The Week Nvidia Stopped Acting Like a Vendor

Spark for laptops, Vera for the data center, equity stakes in the labs that buy its GPUs. Hank Reed on the week Nvidia stopped being a chip company and started being a platform.

Nvidia unveiled the RTX Spark laptop superchip at Computex on May 31, then announced the Vera data-center CPU at GTC Taipei on June 1, per Tom's Hardware and Nvidia's own brief. The same week, the company finished folding $15 billion of supplier and customer equity into its position through the Anthropic round.

Drop the words "chip company" from any sentence about Nvidia and you start to see what is happening.

Spark and Vera are not two product launches. They are one move from two angles, and the move is to own the socket Nvidia GPUs plug into. For thirty years Intel and AMD sold the host CPU and Nvidia sold the discrete graphics card. The unwritten rule of the industry was that nobody crossed the line. Last week Nvidia crossed it twice, on consumer and on enterprise, in roughly seventy hours.

The instinct of every CPU vendor watching this is to assume Nvidia will eventually retreat, because the CPU market is too mature, the margins too thin, the supply too commoditized. That instinct misses what the new architecture is for. Spark and Vera are bandwidth-bound, accelerator-adjacent silicon designed specifically to feed Nvidia's own GPUs. The benchmarks against Xeon, Epyc, and Snapdragon are sideshows. The real benchmark is how much Nvidia GPU revenue Nvidia loses today because someone else's CPU bottlenecks the system. That gap is what Vera and Spark are eating.

Add the equity moves to this. Anthropic's $65 billion round last week wrapped in $5 billion from Amazon, plus strategic checks from Micron, Samsung, and SK hynix on the supply side, plus cloud and AI partners on the demand side. Nvidia is doing the same trick in adjacent rounds. The cap table is becoming the contract. Hold equity in your customer, sell them silicon, and the line between "I'm shipping you compute" and "I'm running your business" gets blurry on purpose. That blurry place is where every prior platform monopoly was built. Microsoft on Windows OEMs. Apple on accessory makers. Amazon on third-party sellers.

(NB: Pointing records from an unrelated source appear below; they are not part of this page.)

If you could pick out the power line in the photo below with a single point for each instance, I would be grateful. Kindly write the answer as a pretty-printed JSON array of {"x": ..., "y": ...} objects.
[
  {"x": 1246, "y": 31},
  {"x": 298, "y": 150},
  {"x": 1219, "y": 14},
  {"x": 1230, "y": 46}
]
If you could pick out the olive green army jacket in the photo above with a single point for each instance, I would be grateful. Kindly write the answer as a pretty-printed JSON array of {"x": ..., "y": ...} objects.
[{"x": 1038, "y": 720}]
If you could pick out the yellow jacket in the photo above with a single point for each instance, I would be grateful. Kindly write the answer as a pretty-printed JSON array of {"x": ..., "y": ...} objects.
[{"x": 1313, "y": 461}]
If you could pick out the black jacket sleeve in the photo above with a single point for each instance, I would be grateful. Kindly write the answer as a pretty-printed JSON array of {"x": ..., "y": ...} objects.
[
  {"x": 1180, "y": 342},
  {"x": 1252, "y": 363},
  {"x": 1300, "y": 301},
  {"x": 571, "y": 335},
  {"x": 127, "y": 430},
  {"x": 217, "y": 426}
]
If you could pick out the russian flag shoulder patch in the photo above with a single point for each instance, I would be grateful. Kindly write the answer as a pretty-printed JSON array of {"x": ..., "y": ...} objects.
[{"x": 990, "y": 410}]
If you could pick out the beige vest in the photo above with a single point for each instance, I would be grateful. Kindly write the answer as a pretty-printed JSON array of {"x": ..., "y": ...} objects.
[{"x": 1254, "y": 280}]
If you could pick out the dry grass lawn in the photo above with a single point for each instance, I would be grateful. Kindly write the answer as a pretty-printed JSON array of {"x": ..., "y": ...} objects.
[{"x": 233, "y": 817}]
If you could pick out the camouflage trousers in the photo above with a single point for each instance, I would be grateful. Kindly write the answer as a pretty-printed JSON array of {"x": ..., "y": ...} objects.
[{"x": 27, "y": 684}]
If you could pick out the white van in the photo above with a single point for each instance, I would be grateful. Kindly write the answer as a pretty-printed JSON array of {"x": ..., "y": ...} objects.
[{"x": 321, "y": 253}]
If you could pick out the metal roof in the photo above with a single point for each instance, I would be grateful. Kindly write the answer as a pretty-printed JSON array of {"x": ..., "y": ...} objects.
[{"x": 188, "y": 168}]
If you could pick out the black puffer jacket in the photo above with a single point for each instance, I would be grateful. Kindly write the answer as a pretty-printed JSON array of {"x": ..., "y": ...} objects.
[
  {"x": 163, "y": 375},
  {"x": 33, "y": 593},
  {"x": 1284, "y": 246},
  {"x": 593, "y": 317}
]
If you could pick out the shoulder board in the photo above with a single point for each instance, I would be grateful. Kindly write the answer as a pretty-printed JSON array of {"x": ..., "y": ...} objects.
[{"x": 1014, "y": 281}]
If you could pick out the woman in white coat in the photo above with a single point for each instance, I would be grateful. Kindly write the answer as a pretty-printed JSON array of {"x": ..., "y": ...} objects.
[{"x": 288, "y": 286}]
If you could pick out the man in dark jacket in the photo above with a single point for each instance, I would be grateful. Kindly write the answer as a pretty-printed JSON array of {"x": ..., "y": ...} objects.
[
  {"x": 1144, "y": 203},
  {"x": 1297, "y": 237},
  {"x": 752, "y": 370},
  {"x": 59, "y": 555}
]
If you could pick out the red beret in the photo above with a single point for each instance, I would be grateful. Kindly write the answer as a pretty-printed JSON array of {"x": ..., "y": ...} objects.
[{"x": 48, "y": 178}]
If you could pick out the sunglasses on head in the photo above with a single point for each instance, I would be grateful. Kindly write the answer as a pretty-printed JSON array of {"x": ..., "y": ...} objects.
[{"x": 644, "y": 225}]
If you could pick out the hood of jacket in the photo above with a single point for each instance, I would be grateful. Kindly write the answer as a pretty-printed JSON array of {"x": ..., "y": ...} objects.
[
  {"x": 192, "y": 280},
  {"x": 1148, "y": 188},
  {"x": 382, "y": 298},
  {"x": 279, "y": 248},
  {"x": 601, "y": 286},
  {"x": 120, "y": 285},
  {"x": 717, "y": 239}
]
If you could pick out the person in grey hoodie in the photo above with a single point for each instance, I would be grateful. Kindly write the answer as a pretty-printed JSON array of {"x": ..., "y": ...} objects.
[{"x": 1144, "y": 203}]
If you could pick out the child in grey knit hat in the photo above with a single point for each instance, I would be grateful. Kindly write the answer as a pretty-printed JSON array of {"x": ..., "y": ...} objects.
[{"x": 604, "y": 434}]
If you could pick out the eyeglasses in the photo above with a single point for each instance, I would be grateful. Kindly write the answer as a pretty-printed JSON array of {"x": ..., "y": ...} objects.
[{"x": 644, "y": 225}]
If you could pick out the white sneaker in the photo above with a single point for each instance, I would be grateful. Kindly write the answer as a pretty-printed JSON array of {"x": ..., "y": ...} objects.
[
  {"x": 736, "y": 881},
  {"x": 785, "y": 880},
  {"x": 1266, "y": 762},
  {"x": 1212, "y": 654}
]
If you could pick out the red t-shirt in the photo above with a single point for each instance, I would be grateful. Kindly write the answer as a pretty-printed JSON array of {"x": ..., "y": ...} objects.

The throughline is that Nvidia spent the last decade buying its way to the GPU monopoly, and is now spending the next decade taking the dependencies. CPU. CPU again. Memory through investment. Networking through Mellanox already. Storage will be next. Software is already inside the moat; anyone who shipped CUDA into production in the last five years can attest to that. The end state of this strategy is "Nvidia is the platform underneath the AI economy and Intel rents space," not "Nvidia sells better chips than Intel." Those are very different end states for valuation and for antitrust.

The honest counter is that platform plays create their own gravity wells. The hyperscalers (Google with TPUs, Amazon with Trainium, Microsoft with Maia, Meta with MTIA) are all building their own accelerators precisely to avoid being captive to Nvidia. If Nvidia squeezes the socket too hard, the response is a sharper push by the same hyperscalers to develop full in-house silicon stacks, which is the one scenario that breaks the moat. The platform thesis is real, but it has a customer-revolt ceiling Nvidia has to manage.

  • Spark debuts in Microsoft's new Surface Ultra. The first Microsoft flagship to ship on non-Microsoft Arm silicon.
  • Vera's early adopters include OpenAI, Anthropic, SpaceX, ByteDance, CoreWeave, and Oracle Cloud Infrastructure.
  • Nvidia's data-center revenue hit $75.25 billion last quarter, up 92% year over year.

This was the week Nvidia stopped being a vendor and started being a platform. If you sell silicon, software, or services into AI workloads, your competitive map needs a redraw.